Memiliki beberapa momen berbahaya melawan Ibrahim Mbaye, tetapi dia mungkin bek terbaik Barca, memenangkan banyak duel dan mengoper bola dengan akurat.

Gelandang

Frenkie de Jong (6/10):

Tidak pernah menjadi pemain yang paling mencolok, tetapi biasanya umpan-umpannya rapi dan akurat, serta beberapa intersepsi kunci.

Pedri (7/10):

Sebagai pemain yang total footballer, Pedri berulang kali merebut kembali penguasaan bola untuk Barca dengan tekelnya yang ulet dan pembacaan permainan yang cerdas, sembari juga menguasai bola dengan sangat baik – seperti biasa. Namun, ia kehabisan tenaga di babak kedua, karena pendekatan agresif PSG untuk menghentikannya mulai terasa dan digantikan setelah Vitinha dkk. menguasai penuh lini tengah.

Dani Olmo (4/10):

Beruntung Raphinha tidak fit untuk bermain. Olmo tampil mengecewakan, seperti yang sering ia lakukan. Hanya melepaskan satu tembakan tepat sasaran, yang seharusnya ia maksimalkan, dan tidak menciptakan satu peluang pun – yang sangat buruk bagi pemain nomor 10 di tim Barca ini. Tidak mengherankan jika ia ditarik keluar pada menit ke-70.

Serangan

Lamine Yamal (5/10):

Memulai dengan gemilang, melewati tiga pemain PSG dalam satu serangan mendebarkan di sayap kanan, tetapi ia tidak banyak memberi perubahan pada Nuno Mendes. Yamal jelas akan berargumen bahwa pemain Portugal itu seharusnya diusir wasit karena melanggarnya dua kali – tetapi kenyataannya, permohonan menyedihkan sang pemain sayap agar Mendes diusir wasit justru menggarisbawahi betapa sulitnya ia menghadapi sang pemain terbaik pertandingan.

Ferran Torres (6/10):

Gagal memanfaatkan satu peluang awal, tetapi memanfaatkan peluang kedua dengan sangat baik. Menekan dengan sangat baik – itulah sebabnya ia dipilih menggantikan Robert Lewandowski yang menua – tetapi pengaruhnya semakin memudar seiring berjalannya pertandingan.

Marcus Rashford (7/10):

Satu assist lagi untuk penyerang pinjaman Manchester United ini, yang benar-benar mulai menemukan ritmenya di Barca. Memang, aneh melihatnya ditarik keluar karena ia tampak mengancam setiap kali menguasai bola dan momen puncak pada malam itu bisa dibilang adalah aksinya yang gemilang saat melakukan nutmeg pada Warren Zaire-Emery.

Pemain Cadangan & Manajer

Alejandro Balde (5/10):

Masuk dengan sisa waktu kurang dari 20 menit dan menggantikan Gerard Martin di bek kiri. Menghadapi Achraf Hakimi sama sulitnya dengan pemain yang digantikannya.

Marc Casado (5/10):

Menggantikan Olmo yang mengecewakan saat Flick berusaha menguasai lini tengah – tetapi tidak membantu.

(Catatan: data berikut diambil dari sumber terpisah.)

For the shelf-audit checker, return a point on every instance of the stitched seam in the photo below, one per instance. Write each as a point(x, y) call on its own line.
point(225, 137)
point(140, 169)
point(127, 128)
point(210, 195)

Robert Lewandowski (5/10):

Masuk menggantikan Rashford sebagai bagian dari tiga pemain Barca di menit ke-72, tetapi tidak berhasil mencetak gol.

Marc Bernal (N/A):

Bermain lebih dari 10 menit sebagai pemain pengganti untuk Pedri.

Hansi Flick (5/10):

Keputusan untuk memainkan Ferran daripada Lewandowski memang terbukti benar, tetapi Barca justru menjadi tim kedua terbaik setelahnya, dengan Flick gagal memberikan perlawanan terhadap dominasi PSG – meskipun tim tamu bermain tanpa banyak pemain bintang.